While the first film balanced raunchy over-the-hill-stunted-adolescent antics with a smart take on how time travel is generally used to convey lazy writing in blockbuster movies, Pink and Heald give in to their own worst desires. The jokes forget to be funny and instead come off as just blankly offensive, and there isn’t so much a point to the whole endeavour as there’s just a bunch of poorly edited and staged set pieces, one-off punchlines, and moments of parody that never hit the mark. The film peaks about five minutes in as the dreadfully underused and wasted Robinson attempts to deliver his own version of Lisa Loeb’s “Stay,” and nothing remotely amusing happens after that point. I can’t remember even cracking a smile at anything else that happened.

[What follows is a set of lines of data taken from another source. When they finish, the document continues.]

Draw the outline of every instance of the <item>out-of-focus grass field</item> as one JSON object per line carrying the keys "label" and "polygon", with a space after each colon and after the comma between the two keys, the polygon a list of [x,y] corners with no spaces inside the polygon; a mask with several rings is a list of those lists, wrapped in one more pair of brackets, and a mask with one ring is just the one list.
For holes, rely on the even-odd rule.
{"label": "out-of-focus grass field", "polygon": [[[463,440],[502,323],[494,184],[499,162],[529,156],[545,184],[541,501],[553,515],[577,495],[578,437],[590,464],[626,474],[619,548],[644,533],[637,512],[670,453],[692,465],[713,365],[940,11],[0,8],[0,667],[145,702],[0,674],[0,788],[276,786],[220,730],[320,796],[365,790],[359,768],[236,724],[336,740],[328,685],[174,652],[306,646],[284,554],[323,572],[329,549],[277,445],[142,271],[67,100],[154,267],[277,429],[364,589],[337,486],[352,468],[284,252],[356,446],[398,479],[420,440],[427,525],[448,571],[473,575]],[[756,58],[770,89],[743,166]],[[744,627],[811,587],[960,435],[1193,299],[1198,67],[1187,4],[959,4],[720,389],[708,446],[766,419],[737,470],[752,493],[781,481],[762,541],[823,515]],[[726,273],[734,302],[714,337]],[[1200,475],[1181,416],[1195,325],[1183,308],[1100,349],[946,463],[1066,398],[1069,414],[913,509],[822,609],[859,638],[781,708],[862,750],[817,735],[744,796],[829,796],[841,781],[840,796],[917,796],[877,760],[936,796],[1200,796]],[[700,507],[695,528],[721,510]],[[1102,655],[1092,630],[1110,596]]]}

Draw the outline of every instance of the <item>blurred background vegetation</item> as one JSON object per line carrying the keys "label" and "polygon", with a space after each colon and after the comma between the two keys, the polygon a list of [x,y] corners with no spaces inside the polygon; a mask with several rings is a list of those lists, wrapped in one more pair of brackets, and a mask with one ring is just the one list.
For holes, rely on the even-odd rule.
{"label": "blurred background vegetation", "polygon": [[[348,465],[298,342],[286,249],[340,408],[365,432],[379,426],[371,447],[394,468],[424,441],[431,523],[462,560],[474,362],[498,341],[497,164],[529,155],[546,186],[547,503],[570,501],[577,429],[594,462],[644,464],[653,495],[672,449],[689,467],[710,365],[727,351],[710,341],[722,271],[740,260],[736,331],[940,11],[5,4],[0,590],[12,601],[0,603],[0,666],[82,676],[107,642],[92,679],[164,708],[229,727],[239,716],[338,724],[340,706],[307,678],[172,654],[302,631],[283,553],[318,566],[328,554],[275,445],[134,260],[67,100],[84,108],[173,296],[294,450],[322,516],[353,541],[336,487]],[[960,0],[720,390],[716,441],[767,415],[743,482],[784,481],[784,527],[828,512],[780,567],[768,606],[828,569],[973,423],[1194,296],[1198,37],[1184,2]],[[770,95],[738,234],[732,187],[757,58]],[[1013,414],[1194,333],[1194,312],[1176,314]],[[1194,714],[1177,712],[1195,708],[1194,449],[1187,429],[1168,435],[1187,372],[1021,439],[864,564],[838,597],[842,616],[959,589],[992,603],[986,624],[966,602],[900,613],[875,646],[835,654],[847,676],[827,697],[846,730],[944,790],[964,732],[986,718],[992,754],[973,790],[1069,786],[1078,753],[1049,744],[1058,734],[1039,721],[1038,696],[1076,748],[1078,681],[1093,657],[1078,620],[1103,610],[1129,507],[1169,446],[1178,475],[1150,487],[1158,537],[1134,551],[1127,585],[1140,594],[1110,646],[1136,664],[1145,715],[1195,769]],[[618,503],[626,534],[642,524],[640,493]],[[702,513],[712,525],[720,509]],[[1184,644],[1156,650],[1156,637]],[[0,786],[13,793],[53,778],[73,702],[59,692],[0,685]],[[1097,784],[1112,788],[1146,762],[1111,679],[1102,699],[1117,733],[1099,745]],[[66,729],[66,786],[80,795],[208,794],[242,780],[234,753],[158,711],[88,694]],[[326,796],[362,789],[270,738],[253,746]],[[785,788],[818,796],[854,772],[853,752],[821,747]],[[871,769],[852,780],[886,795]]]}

But as much as Robinson and Duke are trying their best to make this material work, it’s the usually reliable Corddry and Scott who go straight down with the ship. Pink and Heald have woefully overestimated the appeal of Corddry’s one-note narcissist act. Watching an entire story revolve around someone this loathsome, and not as much around the group (who have their plot arcs summed up in single, throwaway scenes), feels like punishment for liking the first film and not a case of giving the audience what they want. As for Scott, he’s dreadfully miscast and can only resort to mugging, which I guess is what you have to do when your character has to act out the most boringly staged drug trip in cinematic history.

By the time this ended with the threat of another sequel, I was wishing for my own time machine to stop this from ever becoming a franchise.